Amway Adds Entertainment to Product Line
LOS ANGELES, Nov. 19 — Amway, the door-to-door peddler of vitamins and soap, wants to reinvent how Hollywood sells entertainment.
Stephanie Diani for The New York Times
The owners of the multilevel marketing company are pouring millions of dollars into a new online store called Fanista (pronounced fa-NEE-sta). The Web site, set to make its public debut this week, will initially sell DVDs and CDs.
In the coming months it plans to add video games, digital downloads and books.
People can simply use Fanista as a place to shop. But the company hopes most consumers will join as members — signing up is free — and then recruit their friends.

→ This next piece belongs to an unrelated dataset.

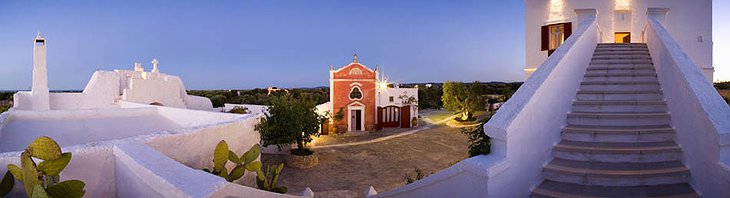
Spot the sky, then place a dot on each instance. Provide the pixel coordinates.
(250, 44)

The carrot: If your friend joins and buys something, identifying you as the reason for joining, you get 5 percent of the sale in cash or credit.
Think of it as part Amazon (online retail), part MySpace (social network) and part Amway (direct pitch from somebody you know).

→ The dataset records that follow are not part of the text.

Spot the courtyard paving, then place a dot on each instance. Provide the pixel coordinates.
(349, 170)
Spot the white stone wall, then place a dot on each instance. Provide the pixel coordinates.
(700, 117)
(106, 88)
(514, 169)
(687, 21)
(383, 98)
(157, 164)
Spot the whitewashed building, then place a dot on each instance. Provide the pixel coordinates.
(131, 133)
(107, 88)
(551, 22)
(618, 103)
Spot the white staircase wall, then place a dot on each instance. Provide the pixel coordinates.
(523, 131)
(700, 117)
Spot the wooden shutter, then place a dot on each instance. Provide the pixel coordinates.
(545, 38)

“The distribution system for the entertainment business is broken,” said Daniel H. Adler, Fanista’s founder. “We’re pioneering a new model.”

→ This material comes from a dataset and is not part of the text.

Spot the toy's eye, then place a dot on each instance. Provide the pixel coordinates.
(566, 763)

A newfangled Internet business pops up every few weeks in Hollywood and promises to revolutionize something or other. But movie studios and music labels are taking the upstart seriously.
Money is a reason: Alticor, the owner of Amway and Fanista’s sole financial backer, says it generates about $6 billion in annual revenue.
“Those are awfully deep pockets,” said the writer and entrepreneur Norman Lear, who helped connect Mr. Adler with the direct-sales giant.
Through his various business partners and friends in Hollywood, Mr. Lear knew that Mr. Adler was tinkering with a new Web-based distribution system and that Alticor was looking for a new angle, perhaps in entertainment.
More important, Mr. Adler, 44, is an entertainment insider. He formerly worked at the Creative Artists Agency, where he led the new-media division, and Walt Disney, where he was a creative developer, or “imagineer.”
Mr. Adler helped introduce LidRock, which created a stir in 2004 by distributing music on miniature CDs tucked inside the lids of movie theater soda cups.
“His Rolodex of relationships is what makes this different,” said Sherry Lansing, the former chairwoman of Paramount.
Mr. Adler aims to exploit the increasingly cynical view of consumers, particularly young ones, about the way Hollywood pushes its wares.
“Regardless of what the big marketing campaign says is hot, regardless of what the big-name critic says is good, people make entertainment purchases based on the recommendations of people they encounter directly,” he said. “That is the only authentic voice.”
The company arrives as Hollywood experiments with the Web to build a more direct relationship with consumers.